Spring, Coroutines, Virtual Threads

I’m working on a legacy REST backend written in Kotlin using the Servlet Stack / tomcat / thread per request.

In experimenting with going fully async non blocking, I’ve looked at Virtual Threads and Coroutines.

Virtual Threads have the advantage of not requiring any changes in the existing code.

Coroutines do require changes to go fully async, namely adding suspend in a bunch of places, but also require moving to R2DBC and various other “fixes”. Not a huge deal but touches a lot of places.

Further, with Spring ThreadLocal things and Java agent instrumentation, I worry about how to do context propagation in coroutines.

I am fully aware of structured concurrency, still lacking in Java until later this year. Also, pinning which from what I’ve gathered most Java libraries have addressed (like the Postgres driver), but not sure if coroutines have fully addressed.

Which leads me to my questions / dilemmas.

  1. In a legacy Spring Boot setup (not Webflux, Flow, or Rx or ktor), does it make sense to use Coroutines?
  2. I’ve heard of running Coroutines on top of Virtual threads, but wouldn’t that double memory allocations? Wouldn’t that make context propagation that much harder?
  3. Is it ever a good idea to use runBlocking in a Spring service?

Any insights are appreciated. Unclear on what folks are doing in similar setups to mine.

2 Likes

I never had a chance to compare a service running coroutines and VTs side by side, so take my opinion with a grain of salt. I generally have an impression that coroutines don’t provide that much value over VTs. VTs are much more integrated into the runtime itself, while coroutines are a kind of hack implemented in the bytecode. If we need multiplatform, we need to use older JVMs, we like structured concurrency of coroutines, we like their API in general (for example: flows are great), we can go with coroutines. But if we only need a lightweight concurrency, VTs are probably better in a long run.

Coroutines propagate context using… well, CoroutineContext. If we need to integrate with a code that utilizes thread locals, coroutines provide tools to do this.

Coroutines couldn’t really solve the problem of thread blocking, so any blocking code is simply scheduled to a larger thread pool, meant for blocking. And we have to switch manually as coroutines can’t detect blocking. So coroutines don’t have the problem of pinning, because… they aren’t even that far :wink:

We should generally avoid it. runBlocking is meant for bridging with the code which is not coroutine-aware. Spring can run coroutines, so we shouldn’t need runBlocking there.

1 Like

Thanks for the replies. I wasn’t aware that coroutines reschedule blocking, are there resources to look into that?

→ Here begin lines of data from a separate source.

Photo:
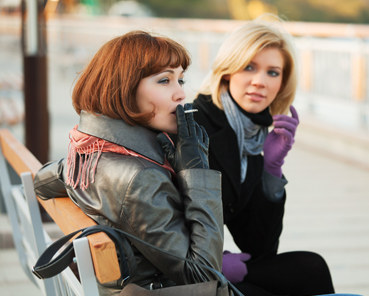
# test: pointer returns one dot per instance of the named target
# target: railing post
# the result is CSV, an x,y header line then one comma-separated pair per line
x,y
35,78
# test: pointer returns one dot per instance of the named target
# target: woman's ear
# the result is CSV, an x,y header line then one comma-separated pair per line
x,y
226,77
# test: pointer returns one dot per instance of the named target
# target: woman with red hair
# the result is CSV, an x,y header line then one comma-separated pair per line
x,y
123,170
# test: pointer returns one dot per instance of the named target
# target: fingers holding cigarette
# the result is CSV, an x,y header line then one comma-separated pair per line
x,y
191,111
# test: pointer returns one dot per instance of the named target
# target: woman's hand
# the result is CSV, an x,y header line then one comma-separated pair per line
x,y
279,141
191,150
234,267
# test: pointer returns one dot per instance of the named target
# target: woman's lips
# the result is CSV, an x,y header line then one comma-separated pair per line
x,y
256,97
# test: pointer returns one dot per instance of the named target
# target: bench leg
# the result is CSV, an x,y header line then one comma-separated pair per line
x,y
85,267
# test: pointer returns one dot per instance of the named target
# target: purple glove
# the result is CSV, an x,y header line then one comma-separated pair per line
x,y
279,141
234,266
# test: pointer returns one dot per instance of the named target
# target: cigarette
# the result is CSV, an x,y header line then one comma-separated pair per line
x,y
191,111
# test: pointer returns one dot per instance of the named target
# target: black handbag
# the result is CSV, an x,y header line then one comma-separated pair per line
x,y
47,266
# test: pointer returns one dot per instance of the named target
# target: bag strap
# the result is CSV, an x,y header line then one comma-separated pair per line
x,y
46,267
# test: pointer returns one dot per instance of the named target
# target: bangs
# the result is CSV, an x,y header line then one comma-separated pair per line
x,y
165,53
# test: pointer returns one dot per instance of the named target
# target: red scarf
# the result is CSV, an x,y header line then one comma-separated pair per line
x,y
83,144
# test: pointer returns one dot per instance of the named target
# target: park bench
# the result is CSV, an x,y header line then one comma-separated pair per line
x,y
96,255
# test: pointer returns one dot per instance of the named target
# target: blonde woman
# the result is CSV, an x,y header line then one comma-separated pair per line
x,y
244,105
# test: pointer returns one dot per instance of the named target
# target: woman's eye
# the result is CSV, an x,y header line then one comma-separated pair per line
x,y
164,81
273,73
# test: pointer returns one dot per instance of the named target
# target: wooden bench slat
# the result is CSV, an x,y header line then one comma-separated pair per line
x,y
63,211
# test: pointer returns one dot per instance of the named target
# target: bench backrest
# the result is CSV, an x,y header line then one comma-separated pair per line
x,y
62,210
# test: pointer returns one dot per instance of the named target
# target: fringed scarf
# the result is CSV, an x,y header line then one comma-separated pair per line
x,y
85,146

I have seen coroutines having advantages over Loom. I’ll have to back and find some of those.

I have a hard time advocating for coroutines in this particular app, because virtual threads accomplish a lot of the same (suspension, continuations), but do so without any code modification.

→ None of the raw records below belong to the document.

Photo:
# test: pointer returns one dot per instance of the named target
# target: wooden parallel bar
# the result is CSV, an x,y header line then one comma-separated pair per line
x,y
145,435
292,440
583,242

Explicit parallelization (CompletableFuture.supplyAsync) and the forthcoming TWR structured concurrency definitely are not as pleasing as the rest of Kotlin.

Guess that could be made a bit better with some spring magic or a compiler plugin, but not sure the juice is worth the squeeze.

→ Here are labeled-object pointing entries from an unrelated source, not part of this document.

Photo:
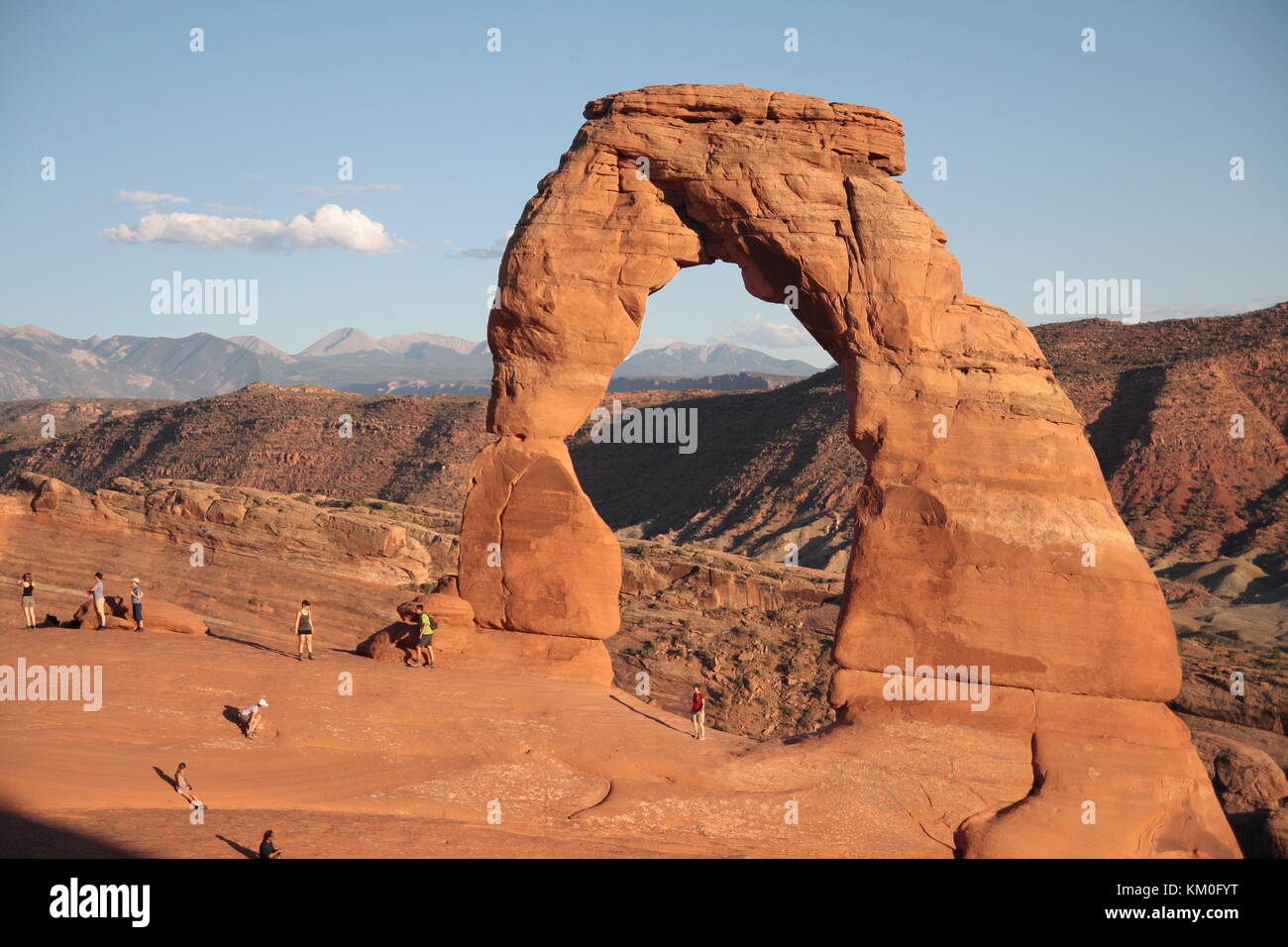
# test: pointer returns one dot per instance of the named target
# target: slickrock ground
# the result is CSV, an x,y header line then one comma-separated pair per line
x,y
410,762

They don’t reschedule by themselves - we have to do it.

It is funny, but I looked quickly trough coroutines documentation and I didn’t find anything about handling the blocking code. But I can assure you it is generally discouraged to run blocking code in coroutines. This is not a hard requirement. It only means if we use a small thread pool for the best CPU utilization (this is default) and a coroutine gets into blocking code, the thread will be blocked and can’t run any coroutines until unblocking. Or if we write GUI application using coroutines and we block the main thread, it still causes the app to stop responding. But, if we create our own thread pools for running coroutines, if we block for short periods or performance isn’t critical for our application, technically we could block.

Coroutines provide a shared, bigger thread pool to offload blocking code there: IO
But we have to do it manually: withContext(Dispatchers.IO) { readFileContents() }.

1 Like

Thanks again. Last question, is anyone running coroutines on virtual threads, or is that a bad idea?

I don’t have a definitive answer on this. Technically speaking, running coroutines on top of virtual threads, is as simple as creating a dispatcher with Executors.newVirtualThreadPerTaskExecutor().asCoroutineDispatcher() and scheduling with it:

val vtDispatcher = Executors.newVirtualThreadPerTaskExecutor().asCoroutineDispatcher()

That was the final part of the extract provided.